The story is set loosely in Scandinavia, maybe Norway. In the scene in which younger sister Anna meets ice-cutter Kristoff, a storekeeper is haggling over the price of some goods, and he throws in for free the use of the sauna. He says his family is in the sauna, and then we see, near the counter, a typical sauna door with square window, and the faces of five or six family members pressed up against it from inside the sauna, yelling a muffled greeting. This is a very brief reference – no more than a hint, really -but a positive message nonetheless about family nudity, and about sauna culture open to guests as well as family.
There is another scene worth mentioning, and this one has raised the hackles of nudophobes online. Kristoff, we learn, has been raised by trolls. The animators had a lot of fun with the rolling-stone trolls, rendered with a look somewhat reminiscent of those funky 70s troll dolls with wild hair. We’ve learned that Kristoff is an earthy kind of guy who takes bites from the same carrot as his reindeer and sweats profusely from his manual labor. So when the troll family greets him, we hear a female troll tell him to take off his clothes. There are several voices at once, and it’s not very easy to hear exactly what is said, but it sounds like she might say, take off your clothes so I can wash them. The troll may be his adopted mother; it’s unclear. Kristoff replies loudly that he won’t be taking off his clothes; presumably this is because he is with a guest, Anna.
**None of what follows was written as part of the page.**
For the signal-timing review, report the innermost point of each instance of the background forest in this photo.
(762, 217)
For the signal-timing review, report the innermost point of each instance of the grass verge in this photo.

But it’s just as likely that he says this because they don’t have much time: Anna’s heart has been frozen and they need the grandpa troll’s advice.
The trolls, it turns out, are the “love experts” that Kristoff has mentioned earlier in the film, and they try to match him with Anna. It’s evident to the audience that the two are a good match, but Anna and Kristoff resist it, even as the trolls sing about Kristoff’s, and then Anna’s, flaws. The song acknowledges that we all have flaws, physical and otherwise, but what’s important is what’s inside. The song’s message is not right on the mark regarding body acceptance, but it’s not far off the mark either.
The forest trolls are shown wearing mossy frocks and mineral amulets or flower necklaces. With their stony skin and weedy hair, they couldn’t be more “natural.” And their suggestion that their adopted son remove his textiles upon his homecoming out in the woods, is another positive naturist message in a film now seen by millions.